‘I’d like to get the hell out,’ said Cayle.
Dempster nodded and stood up. ‘Well, I don’t think there’s any reason to detain you.’
‘Except that I’m out here in the flaming boondocks! I haven’t even got my bloody anorak, or my boots.’
‘You’ve got your passport and money,’ Dempster said, turning to the door. ‘You’ll make it.’ He went out and the door closed.
Like hell I’ll make it, thought Cayle. He lay back and stared at the naked bulb. For the first time he realized how warm it was in the room; his neck and armpits were damp with sweat. He began to regret that he hadn’t taken Dempster up on his offer of a glass of water.
It was very quiet, except for the stove. He kicked off the blanket and carefully stood up. His body seemed very heavy, and he felt slightly drunk. He walked across the room in his stockinged feet and tried the door. It opened. Beyond was a pine-wood passage with a door on either side, and at the end a third larger door with black iron hinges and a Yale-type lock.
He moved softly on the balls of his feet until he was level with the two side-doors, and listened. Nothing. He tried the one on the left, but it was locked; so was the door on the right, except that it had a lock with a sliding catch. He put his thumb under it and pressed, very gently. It slid back with a well-oiled click. The only light came from the room he’d just left, and what he could see ahead looked like a passage leading into darkness. The walls seemed to be made of some coarse rendering, with no doors. He came to a corner, turned, and started down another length of empty corridor. His hands were trembling; he took a slow, deep breath. At the end was a pair of steel doors with folding bars clamped across them, like an emergency exit in a cinema. He grabbed both bars and leaned his whole weight against them. There was a clang and a rush of icy air that left him breathless.
The door had ploughed back at least six inches of fresh snow. Beyond was a broad street with dark windows opposite rising eight floors high. It was still dark, except for pricks of streetlighting stretching at long intervals into the distance. The wide troughs from the snowploughs had been covered with a recent fall, and along the snow-packed pavements was the occasional hump of a half-buried car.
He looked at the nearest car, and thought: Find if it’s unlocked, open the bonnet, cross the wires. He’d learnt the trick as a kid back in Blue Water. It was a cinch, even in ninety degrees in the shade — all you had to worry about was the sweat getting in your eyes.

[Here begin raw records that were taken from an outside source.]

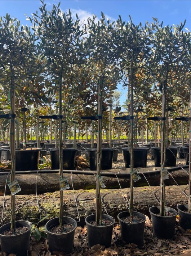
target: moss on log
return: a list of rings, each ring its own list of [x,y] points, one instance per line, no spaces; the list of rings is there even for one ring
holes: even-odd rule
[[[181,189],[187,194],[187,185],[167,186],[166,188],[166,205],[176,208],[179,203],[187,202],[187,198]],[[130,189],[123,190],[125,197],[129,196]],[[154,194],[159,201],[160,188],[159,186],[143,187],[134,189],[134,209],[149,215],[149,207],[158,205]],[[81,224],[85,217],[94,213],[96,206],[96,190],[75,190],[74,193],[80,216]],[[101,190],[102,200],[108,213],[116,218],[120,211],[126,210],[126,205],[120,189]],[[59,210],[59,193],[48,193],[38,195],[40,206],[41,217],[49,214],[49,219],[58,216]],[[2,213],[4,197],[0,196],[0,216]],[[37,223],[39,220],[39,213],[36,195],[16,195],[16,219],[25,219]],[[10,217],[11,198],[5,197],[5,208],[2,224],[9,222]],[[64,212],[65,215],[78,220],[77,211],[72,190],[64,192]],[[103,212],[105,210],[103,208]]]

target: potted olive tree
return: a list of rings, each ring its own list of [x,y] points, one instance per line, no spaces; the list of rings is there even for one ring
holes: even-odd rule
[[[100,187],[104,187],[102,177],[101,176],[102,154],[102,103],[107,93],[116,89],[113,85],[113,80],[117,77],[119,80],[119,72],[117,66],[118,56],[116,54],[117,38],[116,31],[113,26],[114,23],[108,20],[106,23],[105,17],[102,13],[102,17],[97,23],[96,17],[88,18],[88,26],[89,35],[86,38],[86,44],[90,50],[88,53],[87,65],[91,70],[92,84],[96,85],[96,93],[97,106],[97,114],[92,117],[92,119],[97,120],[97,148],[90,149],[97,151],[96,202],[96,214],[87,216],[85,220],[87,225],[88,245],[91,247],[94,244],[104,244],[109,247],[111,244],[113,227],[115,219],[109,215],[102,214]],[[115,83],[114,83],[115,84]],[[90,84],[92,89],[93,87]],[[110,91],[110,93],[109,92]],[[93,117],[94,118],[93,118]],[[86,117],[85,117],[86,118]],[[90,118],[89,119],[90,119]]]
[[[182,29],[184,25],[174,28],[173,32],[172,27],[168,26],[164,27],[161,24],[158,26],[153,37],[153,72],[156,73],[159,89],[162,94],[162,116],[157,119],[161,122],[161,197],[160,205],[151,207],[149,211],[153,232],[159,238],[166,239],[173,237],[177,214],[176,210],[166,206],[165,200],[165,180],[168,179],[167,171],[165,168],[167,142],[166,100],[168,87],[175,86],[180,77],[182,77],[182,69],[181,68],[179,61],[182,59],[185,53],[182,51],[179,38],[177,34]]]
[[[65,13],[59,8],[60,3],[57,6],[53,5],[51,12],[48,12],[46,4],[43,1],[41,3],[42,5],[39,8],[40,14],[37,12],[33,15],[32,29],[39,37],[38,47],[47,59],[46,72],[52,80],[49,92],[52,93],[55,89],[58,90],[59,113],[56,117],[59,120],[60,186],[59,216],[49,221],[45,228],[51,251],[68,253],[73,249],[77,223],[74,219],[64,216],[63,190],[68,186],[63,172],[63,156],[65,150],[62,148],[62,119],[65,120],[66,109],[63,112],[62,91],[70,72],[74,71],[74,65],[75,63],[80,64],[81,59],[78,50],[83,32],[78,18],[73,22],[70,10],[68,13]]]
[[[134,158],[135,151],[146,150],[147,155],[148,149],[134,148],[134,91],[135,89],[141,90],[140,86],[143,82],[142,76],[139,75],[140,70],[143,74],[148,73],[150,61],[152,30],[148,24],[146,24],[145,26],[142,26],[141,24],[138,25],[134,25],[130,17],[130,22],[125,26],[120,17],[117,21],[121,37],[121,64],[125,71],[129,84],[129,90],[130,90],[130,114],[121,118],[122,120],[130,120],[130,148],[124,148],[123,150],[124,152],[126,150],[130,152],[131,174],[129,210],[120,213],[117,218],[120,223],[122,239],[127,243],[133,243],[139,247],[141,247],[143,244],[146,218],[144,214],[133,210],[134,182],[140,178],[136,169],[134,168],[134,163],[137,161],[137,159]]]
[[[19,87],[19,79],[25,79],[29,75],[22,70],[30,56],[33,38],[28,28],[21,31],[20,27],[20,22],[12,19],[8,14],[0,18],[0,77],[5,84],[9,84],[12,160],[9,184],[12,192],[11,222],[0,228],[0,239],[2,251],[8,254],[24,256],[27,255],[29,247],[32,224],[25,221],[15,221],[15,194],[20,189],[15,177],[15,88]]]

His face was numb, his feet were like great sacks dragging through the snow. He reached some steps and a heavy door, locked, with no bell. Opposite were two cars. He stumbled sideways and leaned against the first one, his naked hand fumbling under the snow for the door-handle. He found it, but it didn’t move. He tried the next car, and sank on to his knees. The snow had a thick feathery feeling; it wasn’t wet or even cold. He reached up and his fingers tightened round a bar of burning metal. He heard a humming sound growing into the steady beat of snow-tyres. Then a hush: the mutter of an engine, a door slamming, the shuffle of boots and steaming white breath. A hand shaking his shoulder, another pulling him to his feet. He was held by leather gloves and there were faces framed in ear-flaps, and voices, quiet and unhurried, as his feet left the ground and his back and buttocks bumped against something hard. Doors slammed again, it was warm, and the ground began to move.

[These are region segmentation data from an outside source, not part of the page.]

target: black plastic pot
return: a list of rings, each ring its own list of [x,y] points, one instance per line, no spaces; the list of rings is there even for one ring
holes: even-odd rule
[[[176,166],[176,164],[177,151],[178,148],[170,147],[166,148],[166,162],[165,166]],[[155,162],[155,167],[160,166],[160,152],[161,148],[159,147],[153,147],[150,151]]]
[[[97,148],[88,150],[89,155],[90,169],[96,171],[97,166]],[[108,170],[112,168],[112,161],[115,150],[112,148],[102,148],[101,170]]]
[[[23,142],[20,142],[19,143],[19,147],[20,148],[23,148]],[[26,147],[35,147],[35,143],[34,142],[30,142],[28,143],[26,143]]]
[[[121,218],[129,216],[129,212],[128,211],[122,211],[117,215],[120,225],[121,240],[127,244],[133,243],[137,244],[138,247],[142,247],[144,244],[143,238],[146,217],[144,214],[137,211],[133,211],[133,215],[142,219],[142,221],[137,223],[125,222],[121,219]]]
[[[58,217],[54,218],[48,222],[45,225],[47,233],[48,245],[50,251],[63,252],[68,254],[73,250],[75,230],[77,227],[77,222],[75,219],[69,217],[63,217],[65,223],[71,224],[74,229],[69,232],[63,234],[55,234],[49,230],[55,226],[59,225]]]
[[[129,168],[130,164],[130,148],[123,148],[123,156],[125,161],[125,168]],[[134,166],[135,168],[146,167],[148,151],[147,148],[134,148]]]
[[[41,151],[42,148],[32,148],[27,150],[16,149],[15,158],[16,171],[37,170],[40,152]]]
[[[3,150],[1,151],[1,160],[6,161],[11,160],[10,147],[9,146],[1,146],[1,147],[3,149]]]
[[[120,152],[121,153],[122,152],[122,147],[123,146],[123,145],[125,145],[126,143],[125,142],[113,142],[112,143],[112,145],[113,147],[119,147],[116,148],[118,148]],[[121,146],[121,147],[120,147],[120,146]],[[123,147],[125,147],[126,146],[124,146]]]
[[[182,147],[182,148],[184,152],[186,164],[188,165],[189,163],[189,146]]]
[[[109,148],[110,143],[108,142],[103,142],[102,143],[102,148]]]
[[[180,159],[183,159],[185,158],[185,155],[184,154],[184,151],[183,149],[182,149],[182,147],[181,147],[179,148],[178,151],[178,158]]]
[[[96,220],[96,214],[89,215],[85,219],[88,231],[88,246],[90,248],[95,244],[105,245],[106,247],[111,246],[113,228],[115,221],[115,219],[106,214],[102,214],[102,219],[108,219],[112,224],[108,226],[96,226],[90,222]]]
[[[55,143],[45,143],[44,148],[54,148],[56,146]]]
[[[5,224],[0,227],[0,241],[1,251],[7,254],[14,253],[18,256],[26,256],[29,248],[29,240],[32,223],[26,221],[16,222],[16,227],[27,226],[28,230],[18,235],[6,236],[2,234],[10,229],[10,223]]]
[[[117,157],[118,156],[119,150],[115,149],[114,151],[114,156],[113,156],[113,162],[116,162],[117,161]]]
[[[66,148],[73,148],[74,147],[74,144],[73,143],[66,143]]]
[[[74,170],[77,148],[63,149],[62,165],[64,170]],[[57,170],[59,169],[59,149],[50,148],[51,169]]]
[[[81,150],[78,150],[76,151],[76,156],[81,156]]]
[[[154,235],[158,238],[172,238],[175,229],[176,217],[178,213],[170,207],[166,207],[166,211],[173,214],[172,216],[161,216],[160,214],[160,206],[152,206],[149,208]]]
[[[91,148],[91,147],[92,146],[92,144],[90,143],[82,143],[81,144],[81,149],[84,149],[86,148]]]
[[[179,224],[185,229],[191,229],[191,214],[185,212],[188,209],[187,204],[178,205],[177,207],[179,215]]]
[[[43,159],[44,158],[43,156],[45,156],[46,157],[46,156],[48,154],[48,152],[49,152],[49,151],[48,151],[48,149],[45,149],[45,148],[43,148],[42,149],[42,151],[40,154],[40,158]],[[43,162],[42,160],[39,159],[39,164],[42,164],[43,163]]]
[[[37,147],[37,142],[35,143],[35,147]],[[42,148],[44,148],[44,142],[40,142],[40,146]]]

He put his hands down to steady himself and felt nothing. A draught of hot air touched him, lulled him, his head sliding sideways and resting on metal. The metal drummed against his head with a painless rhythm. There was a jolt, a shout, a crash of doors, and he was half dragged, half carried, down steps and across a strip of concrete, through swing-doors into an aching light. His legs were stretched out, his socks peeled off his bloodless feet. A woman in a white coat felt his wrist; someone else loosened his belt, pulled down his trousers, wrapped his legs in a blanket, and he was lifted on to a trolley covered with a rubber sheet. He felt a sharp ache above the elbow, and saw the woman in the white coat pressing down the plunger of the hypodermic, as his mouth filled with a thick bitter-sweet taste.
Drugs, he thought: the new science of torture. He yelled and yanked his arm free, feeling the needle snap off in the muscle. The woman spoke angrily, and hands grabbed his shoulders and forced his head back on to the rubber sheet.
A man’s voice began speaking his name, spelling the letters out in Russian, as the needle went in again and he listened to the words, ‘Passport’, ‘Aeroflot’, ‘Londra’, fading as the trolley began to move and a warm fuzziness crept up from his toes. He was walking on the ceiling, trying to step over the strip-lighting and the green-painted girders. But the effort was too much; his head lolled sideways and rolled away into emptiness.
CHAPTER 15
Cayle heard a short scream, a splash, a series of thumps, then silence.
He was lying in a narrow white-tiled cell with a spy-hole in the green metal door.